両親が高齢化するとともに、自分自身の肉体に起こる様々な変化を経験すると、誇りと尊厳を持った人生の晩年ということの難しさを痛感します。

 あれだけ元気だった両親の老いることからくる避けられない精神的あるいは肉体的な機能の衰えを目の当たりすることは大変辛いことです。

 14年近く前の投稿原稿が未だに、いや今だからこそ再読する価値があるのではないでしょうか。
(2009年1月)

1998年ホームページ掲載時

 自分で体験してみるまで、なかなか人は物事を真に自分自身のものとできません。そうなると、すべての人の体験や経験を、自分自身で繰り返してみないとならないことになります。しかし一人間のできることは限られています。となると人間はいつまでも自分の殻から抜け出せません。

 そのギャップを埋めるのが、想像力ではないでしょうか。想像力によって人は、人間になるのです。
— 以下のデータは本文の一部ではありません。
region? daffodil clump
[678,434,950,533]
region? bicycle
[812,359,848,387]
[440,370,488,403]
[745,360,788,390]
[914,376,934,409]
 先日、所属する沼津西ロータリークラブの例会で、県立沼津盲学校教諭芦川昌代先生のお話しを聞く機会がありました。先生は沼津で最初のアイメイト(盲導犬)の使用者であり、5年と3か月間愛犬ブラウニーと共に勤務されてきました。講演内容は本紙9月3日の紙面でも取り上げられましたので、お読みになった方も多いと思います。

 事故により15歳で中途失明されましたが東京教育大学を卒業後、盲学校教員として社会人のスタートを切りました。ご両親や友人の、また結婚後はご主人の助けを借りながら通勤されていましたが、何とか自分の力で通勤出来ないものかと考え、様々な苦労を重ねられた後、職場の方々の協力もありブラウニーとの人生が始まりました。お話の中で私が一番感銘したのは、アイメイトの使用者となるまでに克服しなければならない、膨大な苦労が容易に想像できたにもかかわらずあえてそれにチャレンジした、芦川先生の勇気に対してでした。想像力を駆使して人生を描き上げ、勇気を持ってチャレンジし、そしてそれを自分の力で実現する。私はそうした人々を心から尊敬するものです。

 ところで視覚障害者をはじめ障害を持つ人々を、英語ではthe handicapped、つまりハンディキャップを持つ人々と以前は呼んでいましたが、これは適切でないということで、最近はthe disabledと呼ぶようになりました。つまり、dis( 反対を意味する接頭語)・able(可能な)という意味です。これが一般的なようです。ところが最近インターネットでthe challengedという言葉を知りました。「the challenged」とは米語で「障害を持つ人」を表すそうで、障害に立ち向かう人々、という意味でしょうか。とても素晴らしい言葉だと思いました。

 老いてなお、いや老いてこそ人間としての尊厳と誇りを持ち続け、社会と関りを持って生きて行くには何が必要か。こうしたthe challenged 挑戦し続ける人々にこそ、私達は多くを学ぶ必要があるのではないでしょうか。